Now for what I’m most interested in - the extent of shifting for both lenses which is crucial for shift panoramas. Shift panoramas are panoramas done on tilt-shift lenses where one shifts the lens in both directions to create a stitched image. I generally employ shifting and rotation techniques in order to create a field-of-view wider than the lens’ focal length by making use of the large image circle tilt-shift lenses provide. Since both lenses can shift a maximum of 12mm, but the Canon is wider than the Nikon, I would expect similar field-of-views for both when stitched, with the Canon being slightly wider. The results did hold true for that assumption:
The Canon 17mm TSE is slightly wider than the Nikon 19mm PCE when stitched, though not by much. What I am surprised is the rather strong barrel distortion I’m seeing from the Nikon, which is obvious from the composite. Compared to the Canon composite, the Nikon one shows some distortion in the Marina Bay Financial Centre buildings on the right.
Both lenses seem very sharp at the centre - hard to find any differences there except for the software stitching error in the Nikon image. It’s remarkable that the Canon, being designed in 2009, still has plenty to offer on a high-resolving body in 2017. These pictures are crops from the above composites. Both were shot at the same settings of f/16, 1/5s shutter speed. The Nikon one was taken slightly later, with more lights in the scene.
Both lenses also seem to be sharp towards their corners, which is a sign of remarkable optical engineering. The Canon seem to have slightly worse chromatic aberrations, but this is easily cleaned up in post. Notice how the Canon has more distinct 8-point starbursts from point light sources due to its 8-bladed diaphragm. The Nikon, being a 9-bladed design, renders 18-point starbursts, which are not as distinct. This is purely personal preference though.

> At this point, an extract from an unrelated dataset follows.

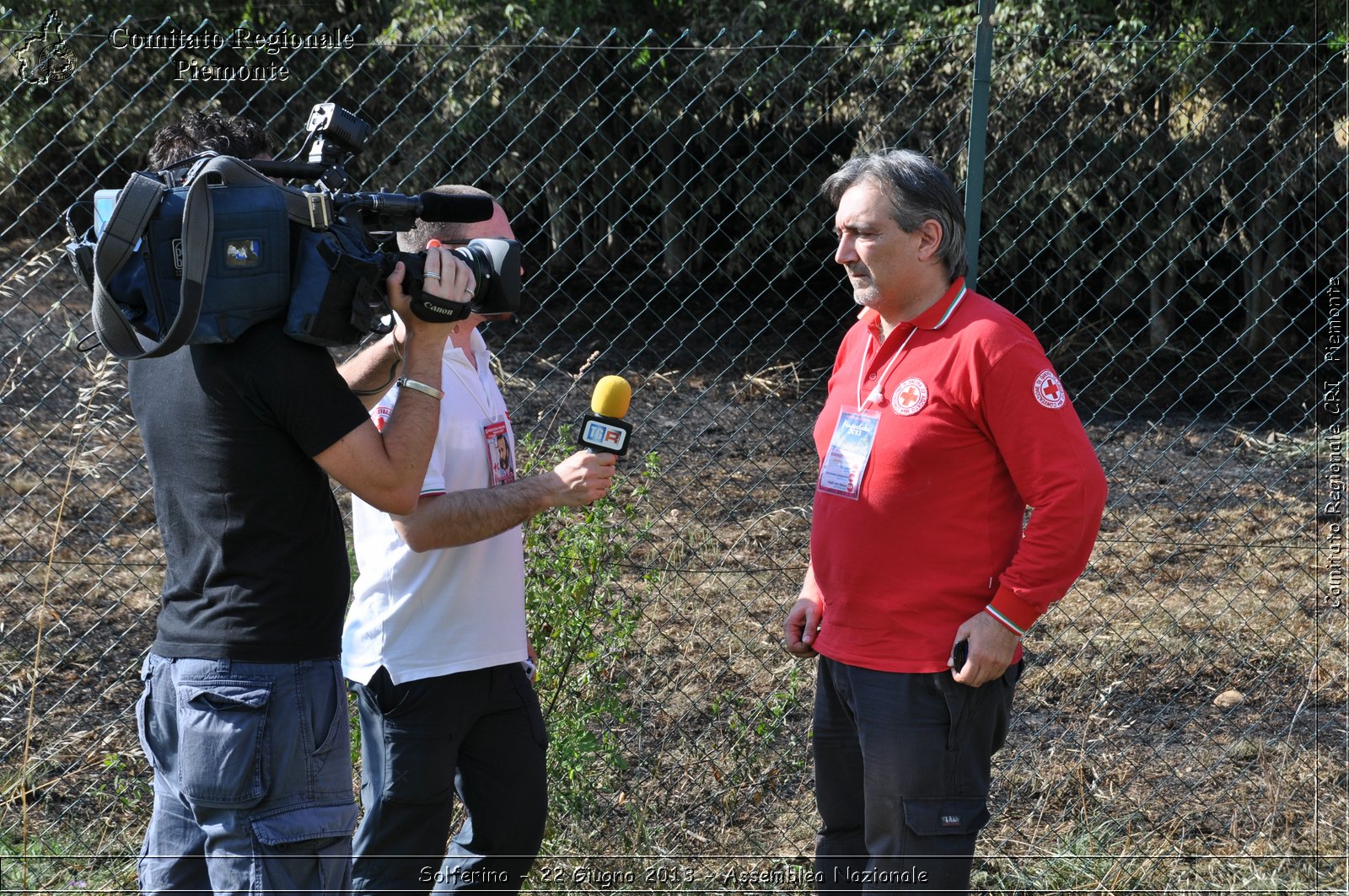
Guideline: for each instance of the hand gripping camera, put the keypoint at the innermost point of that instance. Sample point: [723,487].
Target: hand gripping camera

Well, both lenses perform spectacularly well, being sharp from edge-to-edge and rendering contrasty scenes. The Canon, in particular, was impressive that despite its age still manages to beat the Nikon in terms of distortion control. Both have similar resolving power, and it seems that both can handle way more than the current highest resolving sensors can throw at them, which is a good sign that they will continue to stay relevant in years to come.
If I get the chance to conduct another comparison, I’ll try to compare their flaring properties, which should be interesting considering their bulbous designs. The Canon tends to fare poorly in this avenue, so I hope the Nikon can pick up where the Canon stops short. Still, considering the price differences and that the Canon can perform just as well as the Nikon for a significantly lower cost even accounting for the body, I’ll have to give the Canon the edge in the price-to-performance ratio. That, and the fact that it controls distortion extremely well.